A sensitive and efficient homology search method to find proteincoding regions using "protein-coding region DNA database"

K. Wada
Y. Wada (ATR Ltd.)
S. Tanaka (Japan Advanced Institute of Science and Technology)
H. Doi (Fujitsu Ltd.)
Y. Nakamura
K. Sugaya
T. Fukagawa
T. Ikemura (National Institute of Genetics; The Graduate Univ. for Advanced Studies)


Abstract

One and important task of genome project is to assign proteincoding regions in newly determined DNA sequences to elucidate their biological functions. Because of rapid accumulation of a vast amount of gene sequences in a wide rage of organisms, homology search becomes a standard and powerful method to identify protein-coding regions in newly determined DNA sequences. Actually, protein-coding regions in new sequences can be very often assigned basing on certain homology with at least a portion of known gene sequences of some species, at nucleotide and/or amino acid levels. This indicates that, so far judged by their domain-, motif-, and/or module-sequences, gene sequences accumulated in the present databases does correspond already to a significant portion of gene sequences of present living organisms. At the same time, however, this accumulation of sequence data brings various difficulty to carry out an efficient and sensitive homology search especially for human genomic sequences. In the human genome there exist many kinds of repetitive sequences; e.g., well known Alu, L1, and satellite sequences, less characterized several ten (and possibly more than serval hundred) medium reiteration (MRE) sequences, and simple homo- or oligo-nucleotide tracts. When kb-level human genomic sequences are analyzed, searching present DNA databases, it frequently hits these repetitive-type sequences. It should be stressed that entry numbers of individual repetitive sequences registered in the DNA databases have already become remarkably high. Therefore, even such unique-type sequence that has meaningful, but not very high, homology with known proteincoding sequences (e.g., 70% identity in more than 100 nt) are easily masked by the repetitive-type sequences which often exist in the kb-level human genomic sequences. One practical way to reduce this trouble is to analyze 300 - 400 nt genomic sequences obtained in each sequencing determination, without further contiguous connection. Then, only the sequences found to have repetitive-type sequence were manually edited, and homology search was repeated for the unique-portion. This is rather time-consuming process both in computation and in manual editing. Another method is to generate six supposed peptide sequences for the three frames of either direction of one genomic sequence and to perform homology-search using protein sequence databases. This method is known to be useful, but several demerits are apparent.
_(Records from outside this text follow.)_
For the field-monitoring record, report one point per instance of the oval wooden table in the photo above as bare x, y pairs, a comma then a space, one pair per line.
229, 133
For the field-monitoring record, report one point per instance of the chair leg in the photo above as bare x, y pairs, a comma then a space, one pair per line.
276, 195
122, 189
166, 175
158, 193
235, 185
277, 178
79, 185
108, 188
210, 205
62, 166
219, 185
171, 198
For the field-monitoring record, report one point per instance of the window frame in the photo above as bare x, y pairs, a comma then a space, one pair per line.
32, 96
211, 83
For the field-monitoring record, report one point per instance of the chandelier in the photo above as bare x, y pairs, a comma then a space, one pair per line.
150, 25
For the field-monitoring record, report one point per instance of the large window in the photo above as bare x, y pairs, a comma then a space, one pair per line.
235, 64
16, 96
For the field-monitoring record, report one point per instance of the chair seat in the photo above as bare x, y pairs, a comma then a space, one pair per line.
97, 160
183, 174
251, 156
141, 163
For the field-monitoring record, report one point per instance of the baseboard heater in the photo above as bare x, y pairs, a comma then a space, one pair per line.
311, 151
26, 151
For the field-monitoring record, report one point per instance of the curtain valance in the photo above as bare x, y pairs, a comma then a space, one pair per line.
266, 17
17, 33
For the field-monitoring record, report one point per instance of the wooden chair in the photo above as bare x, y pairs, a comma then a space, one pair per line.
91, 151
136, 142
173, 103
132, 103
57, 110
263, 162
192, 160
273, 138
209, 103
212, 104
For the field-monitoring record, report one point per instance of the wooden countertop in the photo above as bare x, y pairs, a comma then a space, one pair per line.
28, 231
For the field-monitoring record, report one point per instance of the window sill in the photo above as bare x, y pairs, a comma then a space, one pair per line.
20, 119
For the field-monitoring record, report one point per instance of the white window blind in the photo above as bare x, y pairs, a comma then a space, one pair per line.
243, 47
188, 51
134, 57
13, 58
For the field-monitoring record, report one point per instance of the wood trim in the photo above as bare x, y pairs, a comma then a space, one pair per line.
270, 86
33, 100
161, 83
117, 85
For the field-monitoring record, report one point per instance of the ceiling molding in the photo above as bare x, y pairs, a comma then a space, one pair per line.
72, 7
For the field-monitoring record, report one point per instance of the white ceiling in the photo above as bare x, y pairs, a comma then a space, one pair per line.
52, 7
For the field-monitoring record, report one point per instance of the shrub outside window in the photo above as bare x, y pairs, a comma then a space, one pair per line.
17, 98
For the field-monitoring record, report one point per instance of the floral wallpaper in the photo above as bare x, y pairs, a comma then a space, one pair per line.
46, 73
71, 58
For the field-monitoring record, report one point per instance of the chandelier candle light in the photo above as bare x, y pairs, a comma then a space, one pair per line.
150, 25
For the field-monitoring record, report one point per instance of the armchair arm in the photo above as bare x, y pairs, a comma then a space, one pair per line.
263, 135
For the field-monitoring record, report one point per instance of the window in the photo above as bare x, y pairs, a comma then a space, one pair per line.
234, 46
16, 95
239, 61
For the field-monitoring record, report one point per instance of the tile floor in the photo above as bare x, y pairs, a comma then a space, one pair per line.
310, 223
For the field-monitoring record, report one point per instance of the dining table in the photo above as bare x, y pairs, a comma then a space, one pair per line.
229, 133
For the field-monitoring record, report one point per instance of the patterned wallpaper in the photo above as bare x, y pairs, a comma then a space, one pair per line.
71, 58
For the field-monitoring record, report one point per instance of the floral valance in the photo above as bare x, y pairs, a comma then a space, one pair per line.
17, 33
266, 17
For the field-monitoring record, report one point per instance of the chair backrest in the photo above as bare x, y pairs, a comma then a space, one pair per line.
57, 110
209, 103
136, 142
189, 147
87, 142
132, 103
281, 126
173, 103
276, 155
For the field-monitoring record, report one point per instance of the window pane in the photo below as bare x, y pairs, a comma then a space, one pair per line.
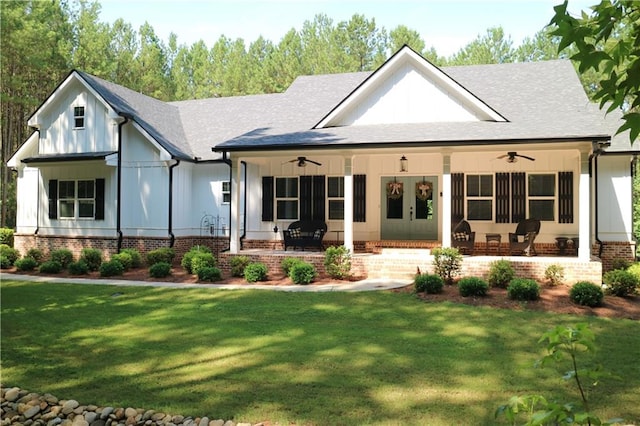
66, 189
479, 209
67, 209
335, 186
542, 185
336, 209
542, 209
287, 187
85, 208
287, 209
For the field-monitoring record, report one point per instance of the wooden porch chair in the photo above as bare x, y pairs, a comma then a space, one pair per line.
463, 238
522, 240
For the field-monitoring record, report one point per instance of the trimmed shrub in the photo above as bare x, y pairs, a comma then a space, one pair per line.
6, 236
164, 254
9, 256
523, 289
288, 263
36, 254
111, 268
586, 293
238, 263
501, 273
473, 286
136, 258
255, 271
50, 267
26, 264
79, 268
160, 270
124, 259
447, 263
554, 274
62, 256
337, 262
202, 260
302, 273
428, 283
209, 273
188, 257
620, 282
92, 257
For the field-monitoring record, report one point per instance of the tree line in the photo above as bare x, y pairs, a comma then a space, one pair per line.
43, 41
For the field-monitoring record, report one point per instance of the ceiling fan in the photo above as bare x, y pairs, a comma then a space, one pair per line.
302, 161
511, 157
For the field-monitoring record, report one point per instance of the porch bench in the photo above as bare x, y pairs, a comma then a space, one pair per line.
304, 233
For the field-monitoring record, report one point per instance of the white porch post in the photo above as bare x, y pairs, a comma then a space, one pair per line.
234, 236
348, 203
584, 209
446, 200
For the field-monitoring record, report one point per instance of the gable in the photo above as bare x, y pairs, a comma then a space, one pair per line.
409, 89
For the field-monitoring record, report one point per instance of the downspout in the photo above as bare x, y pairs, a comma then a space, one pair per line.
172, 237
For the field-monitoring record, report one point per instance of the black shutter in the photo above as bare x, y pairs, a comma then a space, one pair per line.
518, 197
267, 198
565, 197
99, 199
318, 198
502, 198
306, 198
53, 199
359, 198
457, 196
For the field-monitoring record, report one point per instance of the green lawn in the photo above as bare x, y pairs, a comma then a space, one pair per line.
304, 358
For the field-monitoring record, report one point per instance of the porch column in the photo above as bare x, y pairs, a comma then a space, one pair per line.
234, 232
446, 200
348, 203
584, 209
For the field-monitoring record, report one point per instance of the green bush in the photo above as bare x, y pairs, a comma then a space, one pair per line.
447, 262
50, 267
62, 256
79, 268
36, 254
111, 268
337, 262
164, 254
523, 289
26, 264
501, 273
302, 273
620, 282
586, 293
188, 257
238, 263
473, 286
428, 283
136, 258
9, 256
255, 271
160, 270
6, 236
92, 257
202, 260
124, 259
209, 273
554, 274
288, 263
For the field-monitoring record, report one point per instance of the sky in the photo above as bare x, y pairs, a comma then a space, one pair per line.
445, 25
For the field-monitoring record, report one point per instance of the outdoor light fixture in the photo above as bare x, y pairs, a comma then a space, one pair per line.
404, 164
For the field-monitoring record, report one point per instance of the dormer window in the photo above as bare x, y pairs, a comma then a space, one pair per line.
78, 117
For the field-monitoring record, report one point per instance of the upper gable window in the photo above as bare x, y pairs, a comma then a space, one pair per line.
78, 117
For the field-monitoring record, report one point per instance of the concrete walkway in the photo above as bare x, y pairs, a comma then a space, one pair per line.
364, 285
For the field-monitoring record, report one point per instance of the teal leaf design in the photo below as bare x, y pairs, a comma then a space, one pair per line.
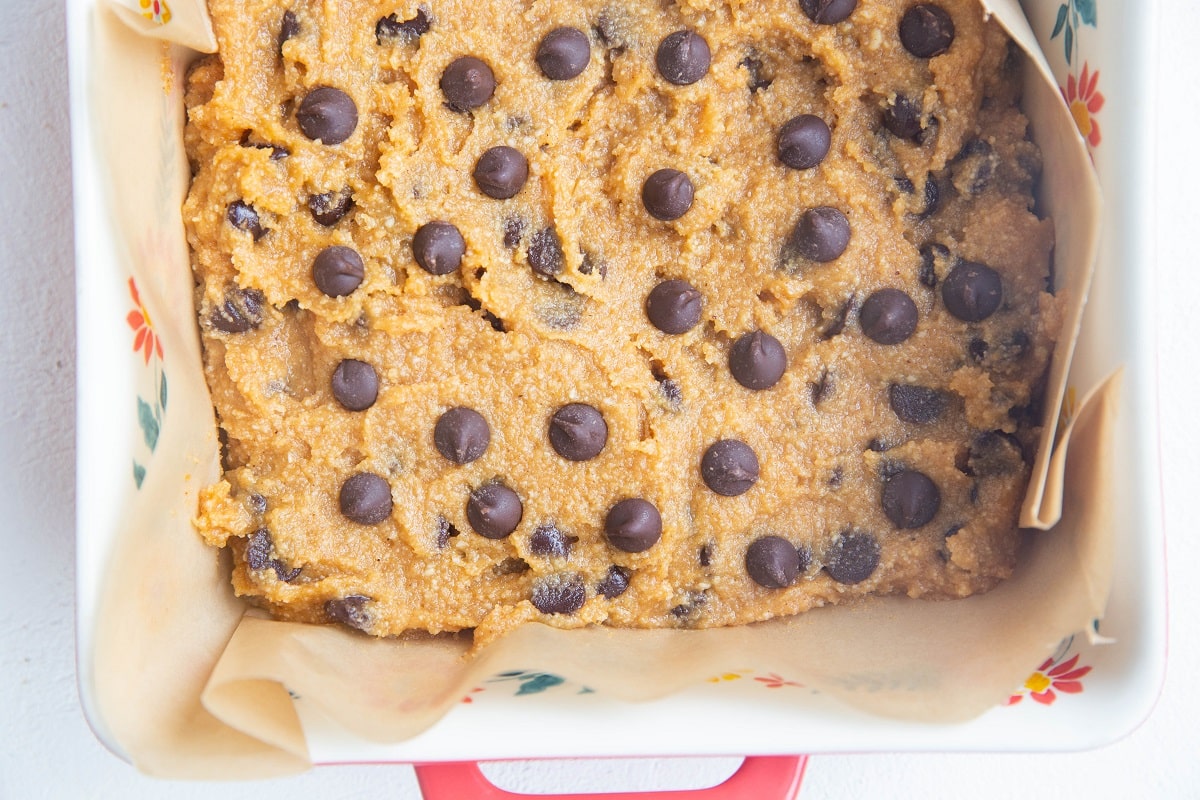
1060, 22
1086, 10
537, 683
149, 423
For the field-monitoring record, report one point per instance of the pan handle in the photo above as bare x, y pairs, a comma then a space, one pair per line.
766, 777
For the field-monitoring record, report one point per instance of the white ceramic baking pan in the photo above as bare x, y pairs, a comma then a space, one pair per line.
1091, 691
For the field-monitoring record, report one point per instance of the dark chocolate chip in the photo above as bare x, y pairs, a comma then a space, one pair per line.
493, 510
828, 12
564, 53
917, 404
467, 83
243, 216
391, 29
462, 434
615, 582
972, 292
337, 270
803, 142
349, 611
667, 194
329, 208
730, 467
551, 542
559, 594
927, 30
757, 360
903, 119
773, 561
931, 256
288, 28
240, 312
328, 115
355, 385
365, 498
683, 58
888, 317
577, 432
675, 306
546, 253
438, 247
821, 234
910, 499
258, 549
501, 172
853, 557
633, 525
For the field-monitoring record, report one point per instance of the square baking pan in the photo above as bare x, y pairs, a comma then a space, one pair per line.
1097, 686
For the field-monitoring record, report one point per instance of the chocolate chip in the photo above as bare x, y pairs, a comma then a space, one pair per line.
546, 253
888, 317
852, 557
564, 53
462, 434
931, 257
615, 583
559, 594
577, 432
501, 172
730, 467
910, 499
551, 542
927, 30
633, 525
438, 247
903, 119
243, 216
972, 292
328, 115
365, 498
683, 58
773, 561
675, 306
349, 611
828, 12
390, 28
803, 142
240, 312
514, 229
667, 194
493, 510
822, 234
757, 360
288, 28
355, 385
467, 83
337, 270
329, 208
916, 404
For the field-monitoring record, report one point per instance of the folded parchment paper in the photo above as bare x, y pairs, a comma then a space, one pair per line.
192, 686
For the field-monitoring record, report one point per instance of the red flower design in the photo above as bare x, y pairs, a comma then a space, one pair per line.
1085, 102
1049, 677
144, 338
772, 680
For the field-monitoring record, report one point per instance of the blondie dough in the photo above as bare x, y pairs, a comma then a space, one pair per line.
615, 311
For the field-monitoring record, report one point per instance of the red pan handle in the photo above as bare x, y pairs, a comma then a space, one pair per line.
763, 777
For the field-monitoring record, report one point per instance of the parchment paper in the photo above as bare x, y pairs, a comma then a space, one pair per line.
195, 686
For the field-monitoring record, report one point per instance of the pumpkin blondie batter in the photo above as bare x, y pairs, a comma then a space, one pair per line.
615, 311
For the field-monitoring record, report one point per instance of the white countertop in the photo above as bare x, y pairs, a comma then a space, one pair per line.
46, 747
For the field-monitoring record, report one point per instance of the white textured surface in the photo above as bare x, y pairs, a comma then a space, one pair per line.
46, 750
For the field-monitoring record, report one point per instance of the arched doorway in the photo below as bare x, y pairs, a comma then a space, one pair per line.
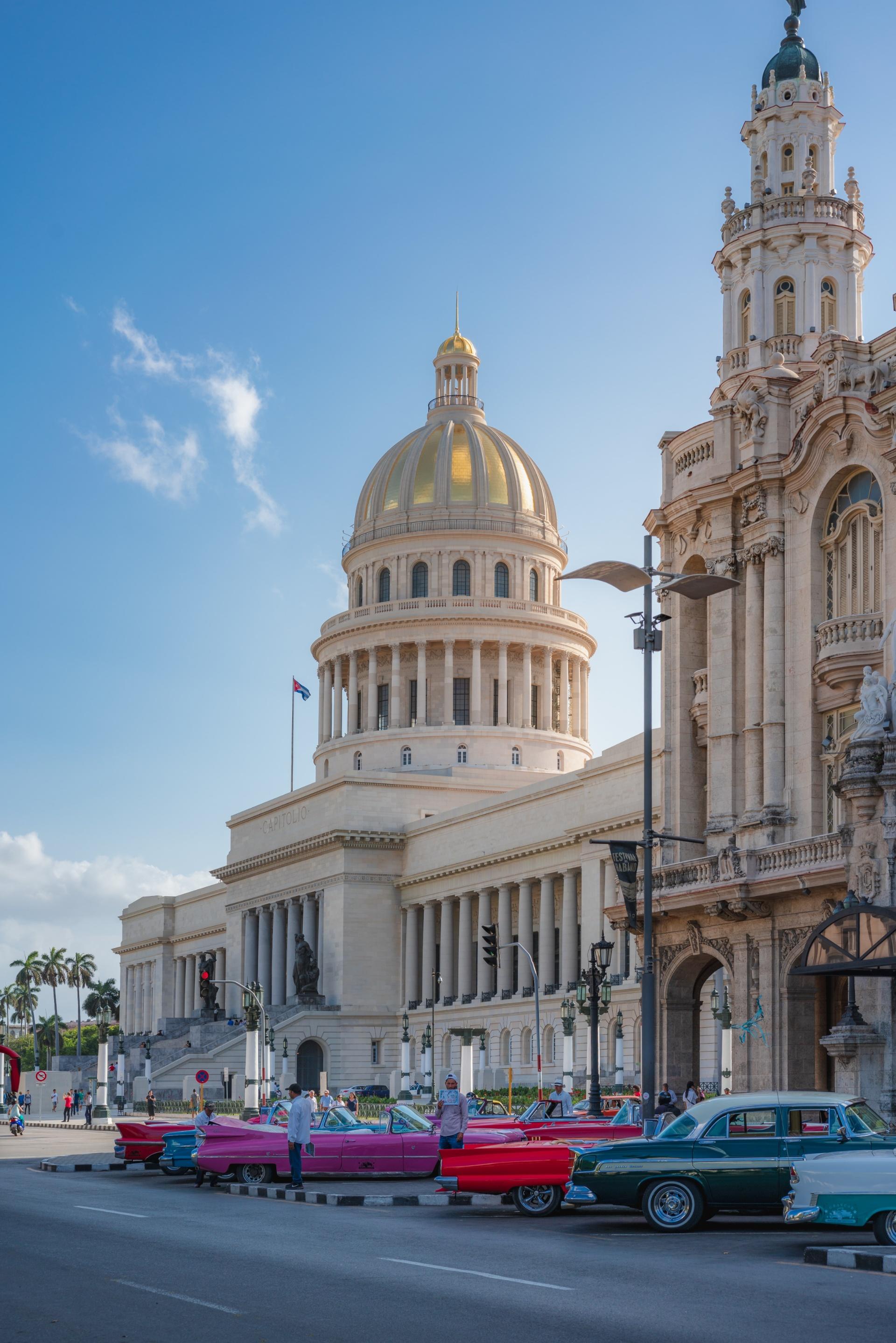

In the present paper, we introduced one method which we used in our human genomic sequencing study. We at first constructed the "protein-coding region DNA database" based on GenBank. Then "Fasta" homology search (and undoubtedly "Blast" homology search) was performed for newly determined genomic sequences using this database. Because there are essentially no repetitive sequences in the database and also the database size is drastically reduced, the search becomes very efficient and sensitive to find protein-coding sequences. Actually we can easily identify sequences that show relatively low but biologically meaningful homology with known protein-coding sequences, which were easily masked by repetitive sequences adjacently located in the ordinary homology search. The "protein-coding region database" was produced, as a kind of byproduct, during construction of our "Codon Usage Database" (1-6). We will briefly explained these databases, and then show an example of results of "Fasta" homology search using the "proteincoding region DNA database".
In selecting protein coding sequences we relied on the FEATURES tables of the GenBank. In the GenBank, a group of consecutive genes whose entire region had been sequenced were registered under one LOCUS name. To distinguish the different genes belonging to a single LOCUS, symbol # followed by a number is added after the LOCUS name; the numbers represent the order of the peptides registered in the FEATURES of the GenBank. When introns of a gene have not been completely sequenced, some of its exons are registered in separate entries (LOCUS) in the GenBank. These exons belonging to the same gene but having different LOCUS names were combined following the comment for "join", and the LOCUS name with the comment followed by symbol * was given to the gene thus combined. The data set of protein-coding sequences thus obtained was called as the "protein-coding region DNA database". Codon usage in the genes, starting with an initiation codon and ending with one of stop codons, was then calculated. The codon usage database is called as the CUTG Database (1-5), and is distributed on EMBL CD-ROM as a member of NAR Sequence Supplement Databases (4). The CUTG codon database is also available for on-line access to DDBJ.
Figure 1 shows an example of results of "Fasta" homology search of one genomic sequence in the HLA class III locus using the "protein-coding region DNA database", and Figure 2 shows that using the ordinary GenBank database. In the former analysis a significant homology with PBX2 (a homeo-box gene) was revealed, but in the latter this homology was masked by homology to Alu repetitive sequence that exists in this genomic sequence. It should be noted that our further extensive sequence analysis around this genome portion proved existence of an intact form of one new PBX-like gene in this locus. Since we found the present method useful in many examples, we are planning to register the "protein-coding region DNA database" for public use in HGC (Human Genome Center) and/or DDBJ.